Потёмкин хмурился и глядел в окно, где по обледенелым мосткам скользил на одном коньке мальчишка; в посинелых от стужи пальцах он держал кнутик, которым воодушевлённо подстёгивал самого себя.

— Жеглов?.. он в ревсовете семнадцатой не был? Я знал одного Жеглова… хотя тот, кажется, не Жеглов, а Жигалов… такая жалость. — Вдруг он махнул рукой и виновато улыбнулся. — Э, всё равно, следи… С Тентелёвки мы везём глинозём, а соду из Перми; вода же — фрахт дармовой! Серный колчедан, ты следи за моим пальцем, с Кыштыма… там как раз новый способ пробуют. Медь от серы отделяют, а получаются… как его… — Торопливо приподняв за лицо гипсового Маркса, он вытащил из-под него толстую папку и бешено залистал страницы. — Вот, нашёл: флотационные хвосты получаются…

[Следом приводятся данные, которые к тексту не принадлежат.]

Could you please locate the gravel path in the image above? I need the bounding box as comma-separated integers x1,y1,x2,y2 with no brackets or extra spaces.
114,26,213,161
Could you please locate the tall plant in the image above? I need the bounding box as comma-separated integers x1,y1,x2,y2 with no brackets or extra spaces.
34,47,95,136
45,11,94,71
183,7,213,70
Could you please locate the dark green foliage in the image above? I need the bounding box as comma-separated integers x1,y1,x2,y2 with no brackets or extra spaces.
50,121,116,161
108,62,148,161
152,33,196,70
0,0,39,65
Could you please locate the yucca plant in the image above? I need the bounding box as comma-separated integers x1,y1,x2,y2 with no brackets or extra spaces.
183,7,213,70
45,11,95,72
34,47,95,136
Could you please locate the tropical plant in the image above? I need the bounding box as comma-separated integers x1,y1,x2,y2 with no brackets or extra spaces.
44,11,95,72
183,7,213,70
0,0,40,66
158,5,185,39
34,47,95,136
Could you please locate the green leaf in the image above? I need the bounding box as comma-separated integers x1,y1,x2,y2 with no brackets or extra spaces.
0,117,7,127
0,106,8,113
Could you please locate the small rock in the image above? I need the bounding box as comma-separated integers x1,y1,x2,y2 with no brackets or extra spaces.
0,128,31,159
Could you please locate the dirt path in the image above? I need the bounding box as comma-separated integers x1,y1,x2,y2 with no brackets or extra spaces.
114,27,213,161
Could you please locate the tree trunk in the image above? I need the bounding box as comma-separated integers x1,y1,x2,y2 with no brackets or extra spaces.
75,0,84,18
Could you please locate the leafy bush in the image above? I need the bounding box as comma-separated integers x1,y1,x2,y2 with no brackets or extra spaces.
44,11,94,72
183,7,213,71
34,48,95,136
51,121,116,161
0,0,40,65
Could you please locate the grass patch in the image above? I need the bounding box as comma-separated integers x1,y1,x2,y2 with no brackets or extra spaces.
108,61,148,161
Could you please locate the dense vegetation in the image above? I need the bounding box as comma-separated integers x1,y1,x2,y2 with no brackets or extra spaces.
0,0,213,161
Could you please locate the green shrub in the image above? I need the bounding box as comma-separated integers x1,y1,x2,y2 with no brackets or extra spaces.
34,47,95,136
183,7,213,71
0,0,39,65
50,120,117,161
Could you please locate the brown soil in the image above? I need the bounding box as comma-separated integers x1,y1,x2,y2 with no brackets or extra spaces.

— Хвосты, — понуро повторял приятель.

— Я, может, и путаю, но, по-моему, именно так: флотационные. Извести у меня полны карманы, хлорировать будем сами. Купи, я тебя засыплю известью!.. А ещё тут осенью геолог один наехал; целое лето копался у меня на Пысле, а потом я его вот здесь час целый чаем отпаивал…

— Озяб, что ли?

— …каолины отыскал, почище габаркульских! — Он вспомнил, что к каолиновому кладу нет ни дороги пока, ни тропки и в изнеможении присел на край стола.

Приятель с чувством вдавил окурок в переполненную пепельницу:

— Слушай, друг, я в резине, в резине сижу, понимаешь? Я калоши делаю, шины, кишки резиновые… Могу изрядную соску, не хуже довоенной, дивчине твоей подарить: в десять лет не изгрызёт, а?

…Так, бесплодно мытаря друзей, просиживая ночи с знакомым инженером над проспектами заграничных фирм, мечтая о пролетарском островке среди великого крестьянского океана, он первоначально имел в виду нечто вроде Нерчемской фабрички для высоких писчих и печатных бумаг, способных выдержать любые фрахты. Постепенно мечтание его пухло, множилось и уже громоздкие принимало очертания. Лесные массивы простирались бесконечно и столь разумно были изветвлены реками, точно природа провидела их будущее назначенье. Железнодорожная ветка Вологда — Мычуг позволяла бесперебойно снабжать бумагой потребляющие центры, а в случае прокладки намеченной по пятилетке магистрали Соленга — Кемь значение потёмкинского предприятия возрастало благодаря возможности использовать и внешний рынок. В месте слияния помянутых рек громоздился крупнейший целлюлозно-бумажный комбинат, окружённый достойными его лесозаводами; напуганный собственной мечтою, Потёмкин стал вдруг сдержан и молчалив… Строительство идёт полным ходом. Пять тысяч строителей в три смены заканчивают возведение корпусов. Из Англии везут варочные котлы, каждый вместительнее его исполкомского кабинета; из Америки шлют оборудование лесных бирж, ещё не виданное в Европе; турбогенераторы и дефибреры едут из Германии. Медлительно и лениво стальные чудища расползаются по узорному плиточному полу и тотчас же их впрягают в широкие ременные вожжи. Они ещё спят, но однажды с рёвом и грохотом пробуждаются к работе, и в этот ответственный день Потёмкин ведёт неведомого Жеглова хотя бы на водонасосную станцию! Все волнуются, но не показывают виду. Выгнув толстые чугунные шеи, в которых бешено мчится теперь обезумевшая Соть, пыхтят и взвизгивают центробежные насосы, и Потёмкина не раздражают нарисованные кем-то на шее чудовища плутоватые глаза. Корпусов уже не семь, как мечталось вначале, а вдвое, и в каждом бьёт в лицо масляный зной, дуют зловещие электрические ветерки. В разлинованных улицах заводского городка цветут акации…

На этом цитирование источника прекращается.